するとティカが嫌がる声を出して、思わず手を止めてしまったが、このままでは振り出しに戻るだけだ。
もう少し強く揺すってみる事にした。
「ティカ、起きて」
まぶたが半分ほど持ち上がり、抱きしめられていた腕への力も大分緩くなった。
覚醒するまでそう時間もかからないだろう。
ただ現段階では、まだ腕は取れなかった。
「あぁー……」
ティカはまだ半分ほどは夢の中にいるらしく、体を起こしてもふらふらと落ち着いていなかった。

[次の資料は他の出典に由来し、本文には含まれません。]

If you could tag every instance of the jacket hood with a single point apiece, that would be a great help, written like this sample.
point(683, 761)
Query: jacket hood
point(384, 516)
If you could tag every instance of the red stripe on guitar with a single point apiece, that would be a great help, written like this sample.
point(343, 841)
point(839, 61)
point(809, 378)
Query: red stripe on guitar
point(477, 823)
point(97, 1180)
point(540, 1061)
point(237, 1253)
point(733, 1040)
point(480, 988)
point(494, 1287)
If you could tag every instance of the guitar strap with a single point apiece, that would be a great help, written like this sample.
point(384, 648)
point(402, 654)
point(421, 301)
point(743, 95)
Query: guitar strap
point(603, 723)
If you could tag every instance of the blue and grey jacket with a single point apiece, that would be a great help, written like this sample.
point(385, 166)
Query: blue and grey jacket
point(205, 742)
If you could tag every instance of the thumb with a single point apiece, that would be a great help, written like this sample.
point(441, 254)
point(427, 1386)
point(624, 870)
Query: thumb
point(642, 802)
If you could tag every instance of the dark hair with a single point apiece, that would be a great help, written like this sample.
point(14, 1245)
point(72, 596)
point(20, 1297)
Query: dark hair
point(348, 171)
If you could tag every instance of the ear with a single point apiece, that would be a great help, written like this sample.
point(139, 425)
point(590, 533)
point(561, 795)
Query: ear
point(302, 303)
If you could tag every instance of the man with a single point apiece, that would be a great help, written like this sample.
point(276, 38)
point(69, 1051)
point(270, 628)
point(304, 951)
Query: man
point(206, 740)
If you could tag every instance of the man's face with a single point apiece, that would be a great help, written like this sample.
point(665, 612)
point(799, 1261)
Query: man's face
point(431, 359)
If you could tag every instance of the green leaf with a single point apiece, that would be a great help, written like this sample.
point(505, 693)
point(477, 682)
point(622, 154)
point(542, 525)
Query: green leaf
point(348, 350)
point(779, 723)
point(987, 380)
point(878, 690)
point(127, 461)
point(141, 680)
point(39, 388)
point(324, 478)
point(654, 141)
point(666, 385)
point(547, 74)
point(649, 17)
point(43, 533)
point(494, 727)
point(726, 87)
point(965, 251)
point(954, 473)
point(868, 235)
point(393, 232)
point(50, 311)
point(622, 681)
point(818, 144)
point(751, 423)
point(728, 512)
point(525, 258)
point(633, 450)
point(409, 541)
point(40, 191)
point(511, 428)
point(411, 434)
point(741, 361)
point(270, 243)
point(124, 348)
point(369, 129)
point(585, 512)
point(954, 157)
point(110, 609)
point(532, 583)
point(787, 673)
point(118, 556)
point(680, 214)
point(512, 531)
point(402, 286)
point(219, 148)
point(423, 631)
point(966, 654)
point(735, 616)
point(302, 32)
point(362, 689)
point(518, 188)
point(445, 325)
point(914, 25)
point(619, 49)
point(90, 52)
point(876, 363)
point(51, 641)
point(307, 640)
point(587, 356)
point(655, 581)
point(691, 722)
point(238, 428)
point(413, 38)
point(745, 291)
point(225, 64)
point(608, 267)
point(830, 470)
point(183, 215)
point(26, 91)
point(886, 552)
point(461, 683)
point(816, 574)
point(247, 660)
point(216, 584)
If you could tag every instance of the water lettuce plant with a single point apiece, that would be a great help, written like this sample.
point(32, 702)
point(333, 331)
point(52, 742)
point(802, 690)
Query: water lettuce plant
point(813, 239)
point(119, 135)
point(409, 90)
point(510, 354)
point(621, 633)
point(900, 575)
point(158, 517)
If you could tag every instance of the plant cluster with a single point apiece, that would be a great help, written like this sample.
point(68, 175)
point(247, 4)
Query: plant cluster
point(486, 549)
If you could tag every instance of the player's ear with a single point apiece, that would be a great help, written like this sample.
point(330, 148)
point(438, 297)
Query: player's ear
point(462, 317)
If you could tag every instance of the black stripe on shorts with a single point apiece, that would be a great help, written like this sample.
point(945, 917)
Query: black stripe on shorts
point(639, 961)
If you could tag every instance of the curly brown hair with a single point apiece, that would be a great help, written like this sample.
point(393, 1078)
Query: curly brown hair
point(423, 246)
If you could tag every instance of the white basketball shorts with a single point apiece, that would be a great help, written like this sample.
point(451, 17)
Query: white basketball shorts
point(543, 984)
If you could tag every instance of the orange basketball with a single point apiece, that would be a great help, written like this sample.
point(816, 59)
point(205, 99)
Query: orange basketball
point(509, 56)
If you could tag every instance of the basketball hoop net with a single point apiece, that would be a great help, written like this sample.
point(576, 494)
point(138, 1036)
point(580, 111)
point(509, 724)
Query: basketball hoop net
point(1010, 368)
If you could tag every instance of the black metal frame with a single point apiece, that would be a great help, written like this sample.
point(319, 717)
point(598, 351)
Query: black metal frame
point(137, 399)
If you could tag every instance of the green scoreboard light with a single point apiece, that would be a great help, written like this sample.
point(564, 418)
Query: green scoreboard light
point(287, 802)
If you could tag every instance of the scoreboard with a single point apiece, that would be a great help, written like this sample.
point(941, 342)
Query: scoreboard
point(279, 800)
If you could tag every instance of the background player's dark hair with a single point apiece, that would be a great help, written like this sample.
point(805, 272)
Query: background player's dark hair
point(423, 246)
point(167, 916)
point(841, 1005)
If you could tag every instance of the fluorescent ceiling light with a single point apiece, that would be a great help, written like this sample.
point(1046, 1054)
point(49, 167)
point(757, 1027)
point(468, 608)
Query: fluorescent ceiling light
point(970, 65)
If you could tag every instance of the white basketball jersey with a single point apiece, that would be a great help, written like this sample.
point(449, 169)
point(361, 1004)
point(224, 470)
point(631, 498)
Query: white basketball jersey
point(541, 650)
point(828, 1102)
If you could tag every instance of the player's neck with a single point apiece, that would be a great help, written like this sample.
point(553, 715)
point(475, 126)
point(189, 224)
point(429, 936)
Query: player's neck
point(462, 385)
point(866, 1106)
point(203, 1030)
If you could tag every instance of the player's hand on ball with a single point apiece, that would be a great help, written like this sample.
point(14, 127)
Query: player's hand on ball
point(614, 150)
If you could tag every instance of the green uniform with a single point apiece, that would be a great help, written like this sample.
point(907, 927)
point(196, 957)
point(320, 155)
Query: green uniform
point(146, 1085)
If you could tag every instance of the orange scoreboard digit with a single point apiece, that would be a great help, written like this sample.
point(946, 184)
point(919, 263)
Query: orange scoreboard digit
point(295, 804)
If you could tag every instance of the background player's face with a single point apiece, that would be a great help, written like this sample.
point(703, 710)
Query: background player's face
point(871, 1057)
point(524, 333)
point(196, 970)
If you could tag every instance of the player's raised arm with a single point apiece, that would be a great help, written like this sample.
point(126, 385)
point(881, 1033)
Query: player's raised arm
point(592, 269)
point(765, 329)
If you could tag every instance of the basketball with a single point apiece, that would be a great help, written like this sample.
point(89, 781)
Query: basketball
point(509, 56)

倒れそうで倒れない、ぎりぎりのところを行ったり来たりしている。
しかしやがてバランスを崩し、再び枕に顔を埋める。
オットイの腕も抱きしめたままであった。
そのためオットイもまた、ベッドに横になる羽目になってしまう。
どうやら優しい起こし方では太刀打ちできないらしい。
「ティカ――起きてよ!」
肩を掴んで体を無理やり起こさせた。
正座をした状態で向き合う形になる。
その時、部屋の扉が開き、
「オットイ、起きたか? ティカの事なんだけど、無理に起こすと――」
ベッドの上のオットイとティカを見て、ウィングは全てを理解した。
「……悪い、少し遅かったか」
「な、なにが……」
オットイは苦笑いを返し、ウィングが頑張れ、と手を振って立ち去った。
扉を閉めなかったところに、オットイは少しだけ救われた。
寝癖だらけで服も乱れて、だらしない姿のティカは髪の毛をくしゃくしゃと掻く。
腕の拘束は解かれたが、彼女に睨み付けられ、逃げられる状況ではなかった。
次に胸倉を掴まれた。
ぐっと引き寄せられる。
至近距離で彼女の言葉を聞いて、覚悟が決まった。
「歯ぁ、食いしばれ」
その部屋は二階だったのだが、どたばた音は一階にいるウィングにまで聞こえた。